Do colleges communicate with other colleges about applicants? I rescinded an early decision application and im wondering if a regular decision school will know
No schools do not talk to each other. How could they? There are literally thousands of schools. There isn’t enough time in the day to “talk” to other schools about all the different applicants.
When you say you “rescinded” an ED application, are you saying you withdrew yourself before decisions were made? If so, that’s perfectly fine, legal and ethical.
Or are you saying you were offered a spot from a school’s ED admit program and have chosen to renege on your pledge to attend? That’s a wholly different matter.
@T26E4: “Or are you saying you were offered a spot from a school’s ED admit program and have chosen to renege on your pledge to attend? That’s a wholly different matter.”
I believe that’s the essential question. IF one applied ED, was accepted, and reneged without a substantial reason, then one was unethical and (it’s widely alleged) certain (a small number) admissions departments may communicate with others regarding this lack of integrity. I truly don’t KNOW if this actually happens, however, I have read that it does countless times. I have also observed some implied evidence that it may; specifically, secondary schools which such ED-violators attended may, in some future years, have reduced success in placing their seniors in certain universities.
Obviously, none of this is clearly promulgated policy.
The type of information that can be shared between colleges and universities is extremely limited as a result of court cases that have established those boundaries. To my understanding, at the present time only those institutions that recognize each others’ ED policies share any information.
If you were admitted ED, and you turned down that offer, and the ED school cleared you, you are OK for admission at the places that care about each others’ ED offers. But the truth is that most colleges and universities in the US don’t give a rip about those ED places, so if that is the kind of institution that is on your RD list, you are fine no matter what your ED school thinks.

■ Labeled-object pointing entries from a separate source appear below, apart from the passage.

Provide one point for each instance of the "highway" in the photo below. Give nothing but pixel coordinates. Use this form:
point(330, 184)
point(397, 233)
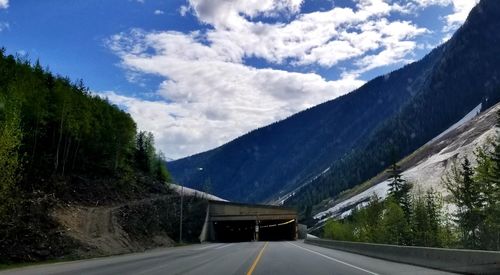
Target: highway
point(232, 258)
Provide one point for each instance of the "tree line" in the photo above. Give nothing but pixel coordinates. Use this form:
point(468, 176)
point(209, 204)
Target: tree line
point(60, 142)
point(419, 218)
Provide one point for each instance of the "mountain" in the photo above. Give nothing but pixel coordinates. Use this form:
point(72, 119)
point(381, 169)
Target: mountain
point(324, 150)
point(425, 167)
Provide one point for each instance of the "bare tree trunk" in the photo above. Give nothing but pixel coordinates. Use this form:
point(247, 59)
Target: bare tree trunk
point(56, 163)
point(67, 148)
point(75, 155)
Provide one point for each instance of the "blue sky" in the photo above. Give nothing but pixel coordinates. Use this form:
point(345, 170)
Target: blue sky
point(198, 73)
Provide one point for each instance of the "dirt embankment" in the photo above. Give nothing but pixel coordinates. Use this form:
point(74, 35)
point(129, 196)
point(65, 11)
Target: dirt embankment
point(129, 227)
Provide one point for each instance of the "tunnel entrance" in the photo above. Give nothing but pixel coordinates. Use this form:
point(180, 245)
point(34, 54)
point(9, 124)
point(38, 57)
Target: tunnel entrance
point(234, 231)
point(277, 230)
point(236, 222)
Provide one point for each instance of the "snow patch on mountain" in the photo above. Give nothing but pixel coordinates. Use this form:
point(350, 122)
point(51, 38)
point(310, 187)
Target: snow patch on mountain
point(464, 138)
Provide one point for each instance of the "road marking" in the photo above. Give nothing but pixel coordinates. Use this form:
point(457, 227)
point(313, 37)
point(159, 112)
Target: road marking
point(250, 271)
point(226, 245)
point(208, 246)
point(333, 259)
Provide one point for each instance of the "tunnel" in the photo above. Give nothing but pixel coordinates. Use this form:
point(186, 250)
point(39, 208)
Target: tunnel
point(277, 230)
point(237, 222)
point(234, 231)
point(245, 231)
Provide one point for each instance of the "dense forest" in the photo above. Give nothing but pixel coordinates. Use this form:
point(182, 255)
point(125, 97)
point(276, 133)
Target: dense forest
point(60, 143)
point(452, 89)
point(413, 218)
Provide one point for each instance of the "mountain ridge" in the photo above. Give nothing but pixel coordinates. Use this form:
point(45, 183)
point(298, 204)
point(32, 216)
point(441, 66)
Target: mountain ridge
point(268, 162)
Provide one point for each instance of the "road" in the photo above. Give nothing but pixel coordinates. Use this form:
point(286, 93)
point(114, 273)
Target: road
point(249, 258)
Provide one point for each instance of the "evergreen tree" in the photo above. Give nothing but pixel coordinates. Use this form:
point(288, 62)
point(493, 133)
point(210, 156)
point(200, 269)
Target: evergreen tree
point(468, 196)
point(395, 227)
point(400, 190)
point(10, 158)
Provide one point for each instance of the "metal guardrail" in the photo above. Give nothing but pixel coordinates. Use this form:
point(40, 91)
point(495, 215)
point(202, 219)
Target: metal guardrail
point(453, 260)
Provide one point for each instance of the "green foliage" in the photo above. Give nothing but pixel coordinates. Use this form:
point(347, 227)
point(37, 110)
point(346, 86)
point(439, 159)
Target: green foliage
point(399, 190)
point(338, 230)
point(10, 158)
point(394, 224)
point(58, 142)
point(61, 134)
point(476, 192)
point(467, 195)
point(148, 160)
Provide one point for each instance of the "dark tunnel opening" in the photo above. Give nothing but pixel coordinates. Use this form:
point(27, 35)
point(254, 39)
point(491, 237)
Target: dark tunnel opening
point(245, 231)
point(234, 231)
point(277, 230)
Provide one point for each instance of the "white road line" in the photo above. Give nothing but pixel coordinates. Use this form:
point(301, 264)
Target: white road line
point(333, 259)
point(220, 247)
point(208, 246)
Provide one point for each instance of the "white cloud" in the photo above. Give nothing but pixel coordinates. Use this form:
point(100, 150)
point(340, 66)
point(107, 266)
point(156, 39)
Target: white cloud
point(4, 26)
point(461, 9)
point(4, 4)
point(212, 100)
point(211, 96)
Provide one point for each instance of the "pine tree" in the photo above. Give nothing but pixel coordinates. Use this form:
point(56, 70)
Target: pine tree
point(400, 190)
point(468, 196)
point(394, 224)
point(10, 158)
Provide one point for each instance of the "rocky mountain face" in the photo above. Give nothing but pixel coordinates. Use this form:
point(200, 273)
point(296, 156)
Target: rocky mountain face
point(320, 152)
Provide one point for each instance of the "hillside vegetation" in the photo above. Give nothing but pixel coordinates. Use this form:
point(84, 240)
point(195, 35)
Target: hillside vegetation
point(61, 144)
point(421, 219)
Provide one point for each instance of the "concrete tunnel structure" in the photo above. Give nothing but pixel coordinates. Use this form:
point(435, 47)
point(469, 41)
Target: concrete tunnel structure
point(238, 222)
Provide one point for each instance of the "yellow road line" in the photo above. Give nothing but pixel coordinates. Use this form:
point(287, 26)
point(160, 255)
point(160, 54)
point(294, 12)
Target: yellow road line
point(250, 271)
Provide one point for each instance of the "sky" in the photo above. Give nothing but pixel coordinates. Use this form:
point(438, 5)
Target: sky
point(199, 73)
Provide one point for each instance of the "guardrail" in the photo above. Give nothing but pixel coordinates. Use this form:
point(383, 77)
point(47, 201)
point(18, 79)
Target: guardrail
point(453, 260)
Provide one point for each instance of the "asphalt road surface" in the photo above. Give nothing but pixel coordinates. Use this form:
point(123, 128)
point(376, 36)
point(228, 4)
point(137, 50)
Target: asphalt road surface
point(234, 258)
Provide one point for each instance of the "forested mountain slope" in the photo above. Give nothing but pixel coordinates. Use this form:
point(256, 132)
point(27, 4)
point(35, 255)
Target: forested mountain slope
point(357, 135)
point(61, 145)
point(467, 74)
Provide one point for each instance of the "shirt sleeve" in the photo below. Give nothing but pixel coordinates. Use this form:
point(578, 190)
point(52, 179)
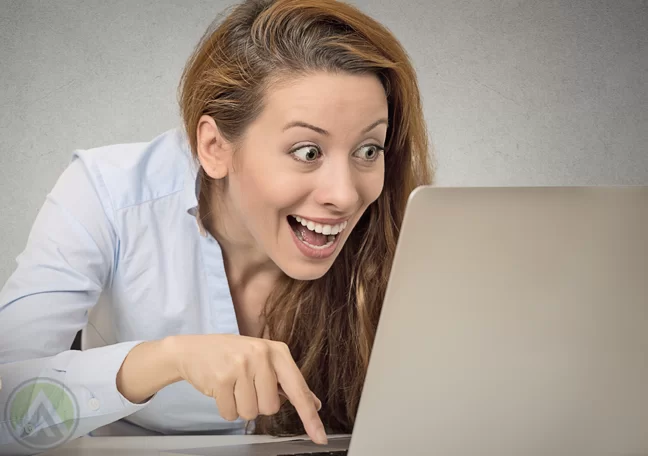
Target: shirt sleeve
point(70, 257)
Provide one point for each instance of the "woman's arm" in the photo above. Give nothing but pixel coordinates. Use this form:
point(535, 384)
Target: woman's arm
point(69, 259)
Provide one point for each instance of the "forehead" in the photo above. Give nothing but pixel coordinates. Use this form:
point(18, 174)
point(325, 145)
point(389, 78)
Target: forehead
point(337, 102)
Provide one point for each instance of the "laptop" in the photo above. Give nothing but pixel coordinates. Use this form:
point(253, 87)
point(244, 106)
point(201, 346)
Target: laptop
point(515, 323)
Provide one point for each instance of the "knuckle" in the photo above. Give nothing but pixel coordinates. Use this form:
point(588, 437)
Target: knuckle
point(248, 415)
point(240, 362)
point(261, 348)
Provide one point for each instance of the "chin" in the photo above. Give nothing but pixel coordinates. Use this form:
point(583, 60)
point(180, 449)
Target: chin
point(305, 271)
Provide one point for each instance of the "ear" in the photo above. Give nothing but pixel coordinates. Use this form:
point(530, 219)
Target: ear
point(214, 151)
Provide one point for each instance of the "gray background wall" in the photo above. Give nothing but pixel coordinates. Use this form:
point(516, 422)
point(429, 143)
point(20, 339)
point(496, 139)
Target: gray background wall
point(516, 92)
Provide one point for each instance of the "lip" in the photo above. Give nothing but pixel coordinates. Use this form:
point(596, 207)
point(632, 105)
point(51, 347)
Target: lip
point(318, 254)
point(323, 221)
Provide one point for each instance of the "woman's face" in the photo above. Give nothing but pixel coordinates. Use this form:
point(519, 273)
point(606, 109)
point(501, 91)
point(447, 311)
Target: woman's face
point(307, 169)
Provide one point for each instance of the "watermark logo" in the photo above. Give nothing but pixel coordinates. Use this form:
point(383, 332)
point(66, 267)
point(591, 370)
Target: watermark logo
point(42, 413)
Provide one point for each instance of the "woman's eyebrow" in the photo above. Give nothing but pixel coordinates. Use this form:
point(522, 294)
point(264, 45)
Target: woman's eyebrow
point(321, 131)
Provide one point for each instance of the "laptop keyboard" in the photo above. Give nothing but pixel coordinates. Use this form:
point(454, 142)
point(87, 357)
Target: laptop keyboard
point(321, 453)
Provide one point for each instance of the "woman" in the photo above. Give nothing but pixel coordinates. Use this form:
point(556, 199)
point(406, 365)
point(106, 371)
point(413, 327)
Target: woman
point(248, 253)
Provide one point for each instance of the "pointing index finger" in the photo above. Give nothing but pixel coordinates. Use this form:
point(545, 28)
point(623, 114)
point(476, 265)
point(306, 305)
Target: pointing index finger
point(293, 384)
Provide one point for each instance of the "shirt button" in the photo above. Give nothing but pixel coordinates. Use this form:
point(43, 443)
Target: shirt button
point(94, 404)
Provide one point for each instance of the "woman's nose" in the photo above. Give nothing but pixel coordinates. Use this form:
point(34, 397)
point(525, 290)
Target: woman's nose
point(337, 188)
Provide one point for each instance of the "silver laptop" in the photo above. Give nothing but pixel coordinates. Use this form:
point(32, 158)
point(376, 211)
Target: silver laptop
point(515, 324)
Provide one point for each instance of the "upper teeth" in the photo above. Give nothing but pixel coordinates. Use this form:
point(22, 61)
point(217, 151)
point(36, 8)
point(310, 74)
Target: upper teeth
point(321, 228)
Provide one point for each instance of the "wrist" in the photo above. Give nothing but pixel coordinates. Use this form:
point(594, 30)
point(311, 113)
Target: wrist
point(170, 347)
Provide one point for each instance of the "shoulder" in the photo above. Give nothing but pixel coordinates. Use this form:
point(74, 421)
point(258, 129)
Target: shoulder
point(130, 174)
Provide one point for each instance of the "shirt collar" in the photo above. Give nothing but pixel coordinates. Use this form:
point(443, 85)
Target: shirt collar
point(192, 182)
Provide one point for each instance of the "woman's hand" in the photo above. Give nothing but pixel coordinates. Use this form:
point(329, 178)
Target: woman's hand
point(245, 375)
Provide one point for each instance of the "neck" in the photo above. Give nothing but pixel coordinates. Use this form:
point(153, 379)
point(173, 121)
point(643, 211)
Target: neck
point(251, 274)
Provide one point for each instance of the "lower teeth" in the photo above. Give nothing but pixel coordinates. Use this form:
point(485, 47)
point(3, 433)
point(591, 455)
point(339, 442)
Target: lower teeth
point(331, 240)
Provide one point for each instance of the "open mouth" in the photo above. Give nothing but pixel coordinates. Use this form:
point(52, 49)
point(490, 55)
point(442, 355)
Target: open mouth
point(317, 236)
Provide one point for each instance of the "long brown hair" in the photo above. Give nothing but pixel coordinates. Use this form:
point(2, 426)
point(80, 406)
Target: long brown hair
point(329, 323)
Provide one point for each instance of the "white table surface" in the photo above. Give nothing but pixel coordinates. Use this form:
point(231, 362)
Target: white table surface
point(153, 445)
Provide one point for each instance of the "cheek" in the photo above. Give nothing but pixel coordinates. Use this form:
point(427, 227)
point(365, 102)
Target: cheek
point(371, 185)
point(265, 192)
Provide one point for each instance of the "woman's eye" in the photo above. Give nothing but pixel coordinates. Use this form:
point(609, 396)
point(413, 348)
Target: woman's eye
point(306, 153)
point(369, 152)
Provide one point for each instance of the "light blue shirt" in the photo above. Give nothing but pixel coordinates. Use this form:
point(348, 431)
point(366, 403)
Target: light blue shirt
point(116, 243)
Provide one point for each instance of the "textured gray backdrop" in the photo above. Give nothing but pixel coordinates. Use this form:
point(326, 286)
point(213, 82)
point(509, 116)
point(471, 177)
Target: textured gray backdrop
point(535, 92)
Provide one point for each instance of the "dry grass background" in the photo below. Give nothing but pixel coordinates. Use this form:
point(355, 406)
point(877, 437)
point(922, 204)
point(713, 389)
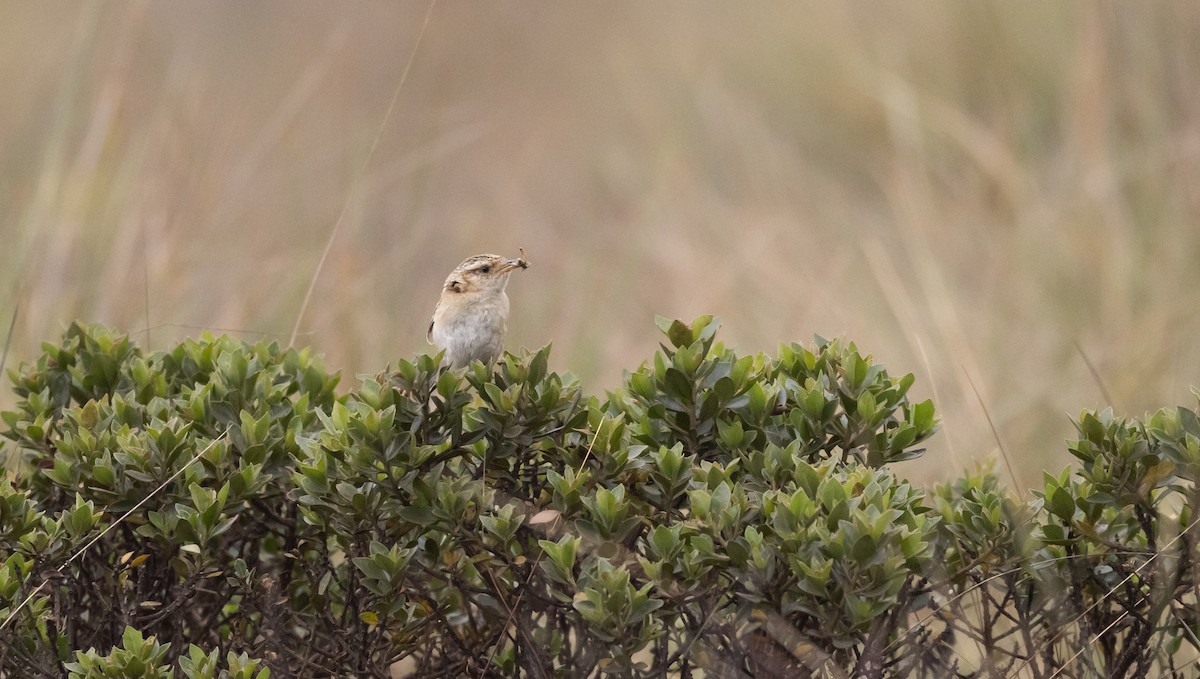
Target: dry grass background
point(976, 192)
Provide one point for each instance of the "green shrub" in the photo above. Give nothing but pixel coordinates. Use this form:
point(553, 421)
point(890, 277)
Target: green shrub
point(219, 510)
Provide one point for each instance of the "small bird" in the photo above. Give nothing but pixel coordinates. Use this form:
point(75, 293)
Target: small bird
point(469, 320)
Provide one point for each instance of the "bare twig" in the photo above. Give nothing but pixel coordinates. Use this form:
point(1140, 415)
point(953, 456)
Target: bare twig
point(358, 179)
point(995, 433)
point(112, 526)
point(1096, 376)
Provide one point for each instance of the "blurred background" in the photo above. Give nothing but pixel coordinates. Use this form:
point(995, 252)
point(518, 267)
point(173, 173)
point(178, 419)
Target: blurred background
point(988, 194)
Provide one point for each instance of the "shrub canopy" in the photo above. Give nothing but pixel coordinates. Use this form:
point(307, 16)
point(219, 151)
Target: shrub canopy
point(220, 510)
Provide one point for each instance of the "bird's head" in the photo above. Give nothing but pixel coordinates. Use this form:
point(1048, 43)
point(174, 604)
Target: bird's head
point(483, 272)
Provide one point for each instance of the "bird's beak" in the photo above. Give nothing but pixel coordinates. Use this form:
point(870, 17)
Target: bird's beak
point(510, 264)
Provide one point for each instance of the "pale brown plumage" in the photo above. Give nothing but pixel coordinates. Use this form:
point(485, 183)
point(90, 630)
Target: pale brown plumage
point(469, 319)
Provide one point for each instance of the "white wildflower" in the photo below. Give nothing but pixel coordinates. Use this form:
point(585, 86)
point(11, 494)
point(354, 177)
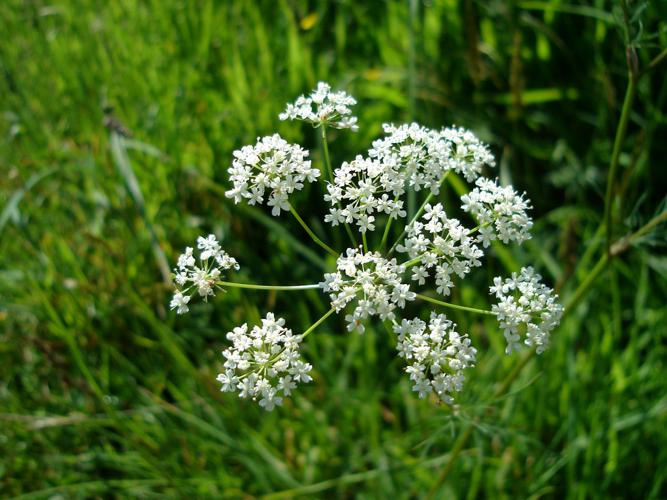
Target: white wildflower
point(500, 212)
point(323, 107)
point(418, 156)
point(440, 245)
point(469, 154)
point(363, 187)
point(436, 355)
point(272, 165)
point(525, 306)
point(409, 157)
point(368, 281)
point(203, 278)
point(264, 363)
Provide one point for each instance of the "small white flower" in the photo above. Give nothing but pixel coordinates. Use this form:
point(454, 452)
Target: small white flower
point(436, 355)
point(527, 306)
point(180, 303)
point(409, 157)
point(323, 107)
point(271, 166)
point(202, 278)
point(500, 212)
point(368, 281)
point(264, 362)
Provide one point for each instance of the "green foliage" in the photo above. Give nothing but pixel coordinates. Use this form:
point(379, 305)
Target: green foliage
point(104, 393)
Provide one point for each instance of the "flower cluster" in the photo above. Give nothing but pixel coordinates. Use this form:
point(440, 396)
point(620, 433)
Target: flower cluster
point(500, 212)
point(323, 107)
point(264, 362)
point(408, 157)
point(361, 188)
point(469, 154)
point(371, 282)
point(527, 306)
point(204, 277)
point(441, 244)
point(436, 355)
point(272, 165)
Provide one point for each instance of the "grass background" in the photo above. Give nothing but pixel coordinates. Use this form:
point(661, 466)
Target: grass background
point(105, 393)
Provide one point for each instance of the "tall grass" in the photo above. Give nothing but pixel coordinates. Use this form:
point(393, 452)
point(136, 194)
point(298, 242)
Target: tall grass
point(116, 128)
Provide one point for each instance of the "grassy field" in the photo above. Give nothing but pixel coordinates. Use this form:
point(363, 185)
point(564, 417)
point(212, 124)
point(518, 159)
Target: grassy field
point(105, 393)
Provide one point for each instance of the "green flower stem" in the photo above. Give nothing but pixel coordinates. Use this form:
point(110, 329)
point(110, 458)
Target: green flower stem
point(329, 250)
point(616, 249)
point(454, 306)
point(318, 323)
point(417, 215)
point(385, 235)
point(231, 284)
point(327, 162)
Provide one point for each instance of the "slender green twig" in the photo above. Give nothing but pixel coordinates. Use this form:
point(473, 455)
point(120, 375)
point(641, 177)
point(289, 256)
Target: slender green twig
point(417, 215)
point(327, 162)
point(455, 306)
point(318, 323)
point(312, 235)
point(231, 284)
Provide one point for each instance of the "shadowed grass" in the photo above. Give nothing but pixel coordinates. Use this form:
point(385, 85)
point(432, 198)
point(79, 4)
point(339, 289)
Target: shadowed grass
point(117, 123)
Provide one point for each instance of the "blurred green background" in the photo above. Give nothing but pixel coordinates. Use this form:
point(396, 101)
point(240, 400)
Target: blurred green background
point(104, 393)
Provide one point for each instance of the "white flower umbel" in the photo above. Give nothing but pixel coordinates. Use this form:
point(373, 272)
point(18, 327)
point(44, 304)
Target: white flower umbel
point(264, 362)
point(500, 212)
point(272, 165)
point(436, 355)
point(323, 107)
point(368, 281)
point(525, 307)
point(440, 245)
point(201, 277)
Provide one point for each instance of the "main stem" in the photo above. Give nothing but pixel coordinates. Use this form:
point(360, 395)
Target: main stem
point(455, 306)
point(327, 162)
point(231, 284)
point(313, 236)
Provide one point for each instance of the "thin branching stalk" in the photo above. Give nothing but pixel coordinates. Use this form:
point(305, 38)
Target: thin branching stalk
point(455, 306)
point(613, 165)
point(327, 162)
point(617, 249)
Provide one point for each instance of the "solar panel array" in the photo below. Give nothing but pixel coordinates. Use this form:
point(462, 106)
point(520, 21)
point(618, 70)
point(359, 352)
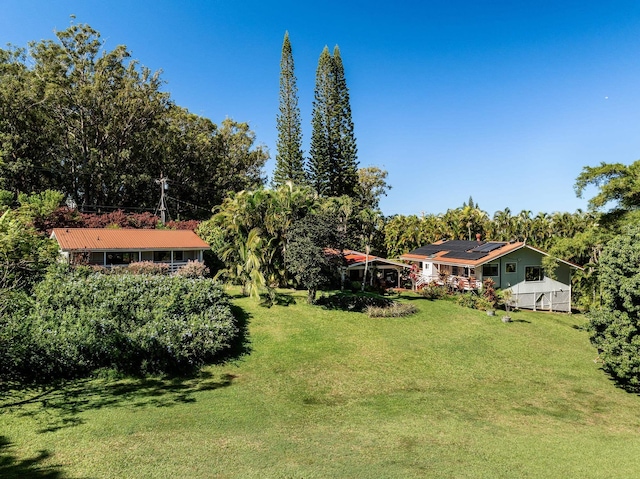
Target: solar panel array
point(488, 247)
point(470, 255)
point(460, 249)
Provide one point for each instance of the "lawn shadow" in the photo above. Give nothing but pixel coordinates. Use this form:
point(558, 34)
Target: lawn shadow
point(60, 406)
point(12, 467)
point(241, 345)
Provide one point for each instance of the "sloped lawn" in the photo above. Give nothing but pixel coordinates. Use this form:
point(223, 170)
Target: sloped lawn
point(448, 392)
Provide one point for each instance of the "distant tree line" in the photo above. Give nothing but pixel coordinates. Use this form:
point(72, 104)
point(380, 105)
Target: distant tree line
point(96, 125)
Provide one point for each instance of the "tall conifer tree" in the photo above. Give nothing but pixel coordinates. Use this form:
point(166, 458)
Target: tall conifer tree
point(347, 152)
point(289, 158)
point(333, 162)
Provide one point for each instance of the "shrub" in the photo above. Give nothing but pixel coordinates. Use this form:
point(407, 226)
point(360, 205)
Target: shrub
point(489, 292)
point(395, 310)
point(353, 302)
point(133, 324)
point(467, 300)
point(432, 291)
point(193, 269)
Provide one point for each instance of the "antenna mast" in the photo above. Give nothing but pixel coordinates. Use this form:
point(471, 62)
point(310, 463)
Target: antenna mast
point(162, 205)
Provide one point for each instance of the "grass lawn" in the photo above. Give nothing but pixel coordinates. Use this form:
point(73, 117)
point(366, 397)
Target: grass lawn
point(448, 392)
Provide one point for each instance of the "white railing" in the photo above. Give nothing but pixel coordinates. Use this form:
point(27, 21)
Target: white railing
point(458, 282)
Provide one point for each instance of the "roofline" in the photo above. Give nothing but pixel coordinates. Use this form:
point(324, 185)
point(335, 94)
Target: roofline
point(124, 250)
point(415, 257)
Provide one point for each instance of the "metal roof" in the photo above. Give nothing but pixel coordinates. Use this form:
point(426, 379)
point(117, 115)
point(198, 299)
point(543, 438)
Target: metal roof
point(107, 239)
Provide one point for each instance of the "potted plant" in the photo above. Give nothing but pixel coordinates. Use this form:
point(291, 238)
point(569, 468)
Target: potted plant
point(506, 298)
point(490, 296)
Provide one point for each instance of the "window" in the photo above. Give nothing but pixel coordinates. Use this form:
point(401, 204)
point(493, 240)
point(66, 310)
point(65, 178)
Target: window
point(489, 270)
point(96, 258)
point(533, 273)
point(161, 256)
point(124, 257)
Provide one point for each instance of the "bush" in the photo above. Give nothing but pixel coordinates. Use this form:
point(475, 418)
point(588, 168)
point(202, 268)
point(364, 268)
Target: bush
point(468, 300)
point(353, 302)
point(432, 291)
point(395, 310)
point(133, 324)
point(193, 269)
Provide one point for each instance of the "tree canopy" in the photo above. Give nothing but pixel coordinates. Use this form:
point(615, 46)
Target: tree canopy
point(289, 158)
point(97, 126)
point(333, 162)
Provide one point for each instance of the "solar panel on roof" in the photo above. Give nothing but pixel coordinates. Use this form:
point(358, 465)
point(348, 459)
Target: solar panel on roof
point(470, 255)
point(488, 247)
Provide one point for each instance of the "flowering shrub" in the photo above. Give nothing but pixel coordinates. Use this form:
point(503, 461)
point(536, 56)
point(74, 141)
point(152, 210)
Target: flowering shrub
point(395, 310)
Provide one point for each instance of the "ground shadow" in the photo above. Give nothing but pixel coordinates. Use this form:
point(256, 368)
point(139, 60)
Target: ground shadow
point(12, 467)
point(60, 406)
point(357, 302)
point(241, 345)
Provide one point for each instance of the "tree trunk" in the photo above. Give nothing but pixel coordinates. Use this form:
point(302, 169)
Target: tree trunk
point(311, 295)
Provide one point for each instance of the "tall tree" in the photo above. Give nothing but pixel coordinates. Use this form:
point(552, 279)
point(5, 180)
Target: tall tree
point(372, 185)
point(333, 162)
point(347, 174)
point(289, 158)
point(95, 125)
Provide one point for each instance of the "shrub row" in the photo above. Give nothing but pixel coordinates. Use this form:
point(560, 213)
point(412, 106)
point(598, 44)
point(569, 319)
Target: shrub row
point(395, 310)
point(82, 321)
point(353, 302)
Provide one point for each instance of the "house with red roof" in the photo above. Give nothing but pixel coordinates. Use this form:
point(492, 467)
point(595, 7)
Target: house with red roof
point(111, 247)
point(512, 265)
point(379, 270)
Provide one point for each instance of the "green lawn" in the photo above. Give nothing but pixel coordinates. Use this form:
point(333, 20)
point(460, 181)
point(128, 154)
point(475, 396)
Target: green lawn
point(448, 392)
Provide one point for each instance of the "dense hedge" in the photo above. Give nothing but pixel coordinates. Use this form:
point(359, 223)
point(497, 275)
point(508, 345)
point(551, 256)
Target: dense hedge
point(80, 321)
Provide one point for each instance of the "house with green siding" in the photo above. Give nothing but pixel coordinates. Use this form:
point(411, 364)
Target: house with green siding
point(514, 266)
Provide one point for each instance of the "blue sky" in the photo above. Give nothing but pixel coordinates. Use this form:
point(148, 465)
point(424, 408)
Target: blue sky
point(504, 101)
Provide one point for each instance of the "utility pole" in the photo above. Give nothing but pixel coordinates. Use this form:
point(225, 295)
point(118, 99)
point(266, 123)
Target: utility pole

I do know many admissions officers know each other well. Harvard, Penn State, MIT and Yale came to our city and had a joint admission event and have been traveling together for YEARS and told us they share information and stories and are good friends too, so I wouldn’t automatically rule out one school not sharing some stories with another. As long as they are interesting, raise red flags, etc.
I withdrew my application from ed and changed to rd before decisions came out. Im just worried that my top choice in rd might find out and not think im serious about their school
@crystalwaters23 ahh if that’s all it is, I would say you’re fine.
Regarding your actual question: after seeing how chummy the admissions people from Harvard, Stanford, Georgetown, Duke, and Penn seemed that traveled together on the Exploring College Options tour, it wouldn’t surprise me if there were off-the-record, “unofficial” communications between these schools. But about an applicant who changed from ED to RD? I doubt they would bat an eyelash over that.
Oh, that is fine. No worries about that, I doubt that info would be passed. People do it all the time. The reason may be that students just decide they want to compare FA packages. Or got cold feet after applying about ED – that is okay, you could always warm up again in April.
I would not worry about this at all.
You’re just fine, your actions were entirely ethical.
I’m sure they do talk to an extent but they wouldn’t deliberately or maliciously rat you out to other schools. Simply withdrawing your ED app and replacing it with an RD app isn’t catastrophic anyways IMO.
So the school this impacts the most is the one that already knows about it. They figure THEY are now not your first choice. If some other school got this info (which I honestly don’t think they would get, why would anyone bother to tell them?), they might figure that THEY are your new sweetheart.
Really, there is no risk and no problem here with the other schools. Your original school may wonder why you did it, though. But that is done now.
“Im just worried that my top choice in rd might find out and not think im serious about their school.”
I agree with intparent. If the other school(s) find out about your actions–which were ethical–it is a signal that you are VERY interested. Good luck to you, and don’t give it a second thought.